I’ve talked before about how I use AI as a coding companion - a partner while I’m making things. I was curious how this would play out in other contexts, and that’s why I built if-pal. With it, you can play old (and some newer) interactive fiction games - like Zork, Suspect or, my favourite, Wishbringer - with an AI pretending to be a gen alpha friend and reacting to the game.

Why gen alpha? Well, it didn’t start that way. I was showing my eleven-year-old Zork and I was amazed how much he enjoyed it. Or at least, how much he enjoyed playing it with me. Like most gen Xers, I barely understand a word he says but I love hearing him and his friends speak. There’s a joy in language that I don’t think was a big feature of my childhood - I blame TikTok and the different cultural bubbles we live in, ngl.
Initially I thought I would make a useful companion for playing the game - a utility that could remember things and give hints. But as I played with it, I realised I wanted it to experience the game with me and to have some kind of joyful personality. The minute I started changing the llm system prompt to include gen alpha language - largely to troll my son - I knew I was on to something.
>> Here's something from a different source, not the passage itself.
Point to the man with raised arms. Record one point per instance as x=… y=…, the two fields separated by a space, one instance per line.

Right now, if you want to play with it, you’ll need to build and run the app locally - it’s on github. You’ll need dfrotz and node to be installed. You’ll also have to change a configuration file. You can configure it to use a local llm via ollama or you can give it a claude API token and use claude remotely. I haven’t found a local llm that works brilliantly for this on my old macbook yet, but I’m still looking.
If you get it working and want to experiment a bit with different personalities, the system prompt is in the contextManager.ts file. Have at it!
For some reason, I really like making things that if they didn’t exist, no-one would ever think or want to make them. So, if you’re sitting there wondering why on earth I did this, that’s exactly the response I’m after!
This first version of the app shells out to dfrotz to run the adventures and does a minimal bit of munging to present the output. But that yak needs to be shaved so I’ve been writing my own zmachine emulator in elm and hope to use that in future. I’ll write about that soon.